3.5: Nonlinear Pendulum

3.5.1 In Search of Solutions

Before returning to studying the equilibrium solutions of the nonlinear pendulum, we will look at how far we can get at obtaining analytical solutions. First, we investigate the simple linear pendulum.

The linear pendulum equation (3.9) is a constant coefficient second order linear differential equation. The roots of the characteristic equations are \(r= \pm \sqrt{\dfrac{g}{L}} i\). Thus, the general solution takes the form

\[\theta(t)=c_{1} \cos \left(\sqrt{\dfrac{g}{L}} t\right)+c_{2} \sin \left(\sqrt{\dfrac{g}{L}} t\right) \label{3.13} \]

We note that this is usually simplified by introducing the angular frequency

\[\omega \equiv \sqrt{\dfrac{g}{L}} \label{3.14} \]

One consequence of this solution, which is used often in introductory physics, is an expression for the period of oscillation of a simple pendulum. REcall that the period is the time it takes to complete one cycle of the oscillation. The period is found to be

\[T=\dfrac{2 \pi}{\omega}=2 \pi \sqrt{\dfrac{L}{g}} \label{3.15} \]

This value for the period of a simple pendulum is based on the linear pendulum equation, which was derived assuming a small angle approximation. How good is this approximation? What is meant by a small angle? We recall the Taylor series approximation of \(\sin \theta\) about \(\theta=0\):

\[\sin \theta=\theta-\dfrac{\theta^{3}}{3 !}+\dfrac{\theta^{5}}{5 !}+\ldots \label{3.16} \]

One can obtain a bound on the error when truncating this series to one term after taking a numerical analysis course. But we can just simply plot the relative error, which is defined as

Relative Error \(=\left|\dfrac{\sin \theta-\theta}{\sin \theta}\right| \times 100 \%\).

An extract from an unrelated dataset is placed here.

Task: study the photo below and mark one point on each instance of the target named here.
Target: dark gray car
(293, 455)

A plot of the relative error is given in Figure 3.13. We note that a one percent relative error corresponds to about 0.24 radians, which is less that fourteen degrees. Further discussion on this is provided at the end of this section.

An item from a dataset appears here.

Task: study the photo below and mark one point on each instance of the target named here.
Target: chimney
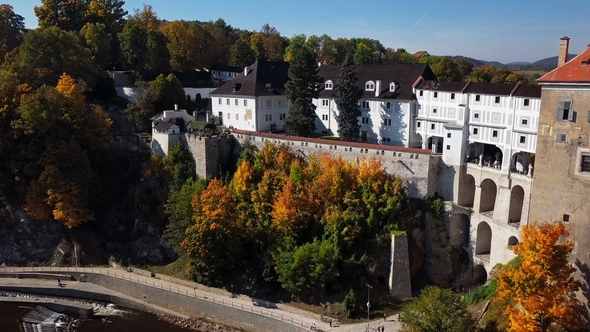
(377, 88)
(563, 49)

We now turn to the nonlinear pendulum. We first rewrite Equation (3.8) in the simpler form

\[\ddot{\theta}+\omega^{2} \sin \theta=0 \label{3.17} \]

We next employ a technique that is useful for equations of the form

\[\ddot{\theta}+F(\theta)=0 \nonumber \]

when it is easy to integrate the function \(F(\theta)\). Namely, we note that

\[\dfrac{d}{d t}\left[\dfrac{1}{2} \dot{\theta}^{2}+\int^{\theta(t)} F(\phi) d \phi\right]=[\ddot{\theta}+F(\theta)] \dot{\theta} \nonumber \]

For our problem, we multiply Equation (3.17) by \(\dot{\theta}\),

\[\ddot{\theta} \dot{\theta} + w^2 \sin \theta \dot{\theta} = 0 \nonumber \]

and note that the left side of this equation is a perfect derivative. Thus,

\[\dfrac{d}{d t}\left[\dfrac{1}{2} \dot{\theta}^{2}-\omega^{2} \cos \theta\right]=0. \nonumber \]

Therefore, the quantity in the brackets is a constant. So, we can write

\[\dfrac{1}{2} \dot{\theta}^{2}-\omega^{2} \cos \theta=c \label{3.18} \]

Solving for \(\dot{\theta}\), we obtain

\[\dfrac{d \theta}{d t}=\sqrt{2\left(c+\omega^{2} \cos \theta\right)} \nonumber \]

This equation is a separable first order equation and we can rearrange and integrate the terms to find that

\[t=\int d t=\int \dfrac{d \theta}{\sqrt{2\left(c+\omega^{2} \cos \theta\right)}} \label{3.19} \]

Of course, one needs to be able to do the integral. When one gets a solution in this implicit form, one says that the problem has been solved by quadratures. Namely, the solution is given in terms of some integral. In the appendix to this chapter we show that this solution can be written in terms of elliptic integrals and derive corrections to formula for the period of a pendulum.